Tuesday, September 23, 2008

Progress is slow

The perfect diet? Get sick and don't get over it for like 3 weeks. I think its back to the doctor today... Can't find anything wrong with me, just get pain pills or antibiotics but it hasn't helped yet. I work at the mall at it seems like a lot of other people that work there are getting sick too... If you haven't been to Fashion Place the total scale of the construction is hard to believe. There is a lot of dust floating around especially when the air kickes on. Maybe that is whats making me sick? My manager has aesthema and i know it hasn't been awesome for him but some nasty something in the air would explain a sore throat and bloody sinus infection. 

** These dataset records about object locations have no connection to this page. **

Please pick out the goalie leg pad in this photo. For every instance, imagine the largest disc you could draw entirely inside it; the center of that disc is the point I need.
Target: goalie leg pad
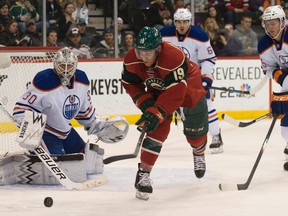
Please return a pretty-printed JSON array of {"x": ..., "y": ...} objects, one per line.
[
  {"x": 94, "y": 159},
  {"x": 30, "y": 170}
]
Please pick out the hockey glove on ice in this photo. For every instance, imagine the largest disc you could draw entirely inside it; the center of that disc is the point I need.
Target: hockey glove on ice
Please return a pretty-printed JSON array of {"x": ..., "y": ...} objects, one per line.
[
  {"x": 153, "y": 116},
  {"x": 279, "y": 103},
  {"x": 279, "y": 76}
]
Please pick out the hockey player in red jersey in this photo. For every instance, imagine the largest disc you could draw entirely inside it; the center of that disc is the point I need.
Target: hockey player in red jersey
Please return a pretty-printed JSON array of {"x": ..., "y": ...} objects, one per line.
[{"x": 160, "y": 79}]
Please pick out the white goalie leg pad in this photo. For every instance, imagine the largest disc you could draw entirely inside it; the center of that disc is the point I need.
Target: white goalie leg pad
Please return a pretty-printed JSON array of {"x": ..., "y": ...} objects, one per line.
[
  {"x": 7, "y": 172},
  {"x": 94, "y": 159},
  {"x": 30, "y": 170}
]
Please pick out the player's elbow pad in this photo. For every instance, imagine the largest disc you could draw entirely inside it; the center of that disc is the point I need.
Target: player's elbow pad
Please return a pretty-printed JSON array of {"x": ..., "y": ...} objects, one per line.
[{"x": 279, "y": 76}]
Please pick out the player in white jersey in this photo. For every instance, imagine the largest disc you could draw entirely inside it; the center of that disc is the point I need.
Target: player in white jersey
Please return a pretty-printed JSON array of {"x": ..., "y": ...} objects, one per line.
[
  {"x": 273, "y": 52},
  {"x": 196, "y": 44},
  {"x": 61, "y": 93}
]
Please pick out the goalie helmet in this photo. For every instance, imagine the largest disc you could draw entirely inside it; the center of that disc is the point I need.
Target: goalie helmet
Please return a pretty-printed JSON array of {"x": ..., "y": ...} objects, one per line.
[
  {"x": 274, "y": 12},
  {"x": 65, "y": 64},
  {"x": 183, "y": 14},
  {"x": 149, "y": 38}
]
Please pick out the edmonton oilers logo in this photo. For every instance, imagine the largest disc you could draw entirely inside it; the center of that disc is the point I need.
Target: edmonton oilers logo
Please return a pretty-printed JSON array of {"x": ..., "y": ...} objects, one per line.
[{"x": 71, "y": 107}]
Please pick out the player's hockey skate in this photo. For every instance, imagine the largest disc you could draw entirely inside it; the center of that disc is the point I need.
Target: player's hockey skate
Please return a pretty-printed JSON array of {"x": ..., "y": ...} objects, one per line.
[
  {"x": 217, "y": 144},
  {"x": 199, "y": 165},
  {"x": 143, "y": 184}
]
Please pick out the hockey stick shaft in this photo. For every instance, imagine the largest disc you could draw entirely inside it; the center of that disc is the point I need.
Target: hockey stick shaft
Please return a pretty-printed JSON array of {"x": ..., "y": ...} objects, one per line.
[
  {"x": 53, "y": 167},
  {"x": 250, "y": 92},
  {"x": 128, "y": 156},
  {"x": 237, "y": 123},
  {"x": 245, "y": 186}
]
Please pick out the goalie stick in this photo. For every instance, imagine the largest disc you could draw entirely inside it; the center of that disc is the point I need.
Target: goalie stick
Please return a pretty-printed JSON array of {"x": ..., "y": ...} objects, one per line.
[
  {"x": 237, "y": 123},
  {"x": 244, "y": 186},
  {"x": 57, "y": 172},
  {"x": 250, "y": 92},
  {"x": 128, "y": 156}
]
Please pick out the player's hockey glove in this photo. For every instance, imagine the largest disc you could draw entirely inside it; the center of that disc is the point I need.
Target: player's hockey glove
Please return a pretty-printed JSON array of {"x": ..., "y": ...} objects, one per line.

The biggest problem is that when you cant breath it is hard to work out. I hope I can get over this soon and actually make my goal of 3 times a week at the gym. That is just to start, I was going 4 or 5 but it seems like its getting harder to do the things i need to. I have seen success so far. In the total time I have been doing this blog I have lost 7lbs! (yes I am happy I did that much, but if I was able to work like I want it would be better.)

Maybe that is the real challenge though. Its not about loosing weight in a perfect world. We don't all get the chance to go on tv and have a personal trainer tell us what will work for us and cook our meals and hold our hand at the gym and because your on tv you just hang out with the other contestants in a big house. I would jump at the chance to do something like that but I live in the real world and am faced with trying to squeeze a few min on the treadmill between school and work and homework and family and well... life. But its my life and if I don't continue down the path i have chosen it will be cut shorter than i would like. 

I wanted this to be a blog about the amount of progress I made in getting more fit and so far it reads like a blog about the growing frustration in trying to get fit. You can observe the change over time, but its me pulling my hair out and killing myself to make anything happen, not the results. Perhaps I'm just discouraged this week. That Doesn't mean I'm going to stop!